We’ve been discussing the essential qualities of a resistance leader, including being a good judge of character, having social skills, and being decisive, flexible and steady. Perhaps the most essential of all, however, the quality that would get a man or a woman into the predicament of leading a resistance group in the first place, is imagination.

Perhaps I should qualify that as compassionate imagination. Lots of people were able to imagine the consequences of Nazi rule, the dissolution of personal liberties, the terror. But very few people became resistance leaders. Seeing what’s happening around you and imagining how it could get worse is one thing. Imagining a way out of it is another. And imagining that risking your life in order to publish a clandestine newspaper or rescue strangers would be a way to free everyone from Nazism takes another level of imagination altogether.
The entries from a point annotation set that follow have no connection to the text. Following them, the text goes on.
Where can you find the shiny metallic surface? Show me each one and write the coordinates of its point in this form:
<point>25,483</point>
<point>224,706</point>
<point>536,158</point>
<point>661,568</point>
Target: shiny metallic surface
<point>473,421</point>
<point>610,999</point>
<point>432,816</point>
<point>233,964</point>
Resisters who helped fugitives, like the men and women of Dutch-Paris, needed a compassionate imagination to sympathize with the fugitives enough to take the risks to help them.

Once committed to helping the persecuted, it took imagination to think up a way to hide and feed them or to move them across borders and countries to freedom. Nothing about that was easy and all of it was illegal. The helpers in Dutch-Paris used their imaginations and creativity to find safe routes, to recruit other helpers and to raise and transfer money. In fact, the middle aged men who mostly took care of the money might have been some of the most creative members of the network.

So the leaders relied on their imaginations first off to inspire them. They had to imagine the predicament of the persecuted people they helped, which took compassion as well. Then they had to imagine the illegal ways out of that situation. An unimaginative person might have felt bad when they saw strangers in dire straits, but they would not thought they could help or figured out how.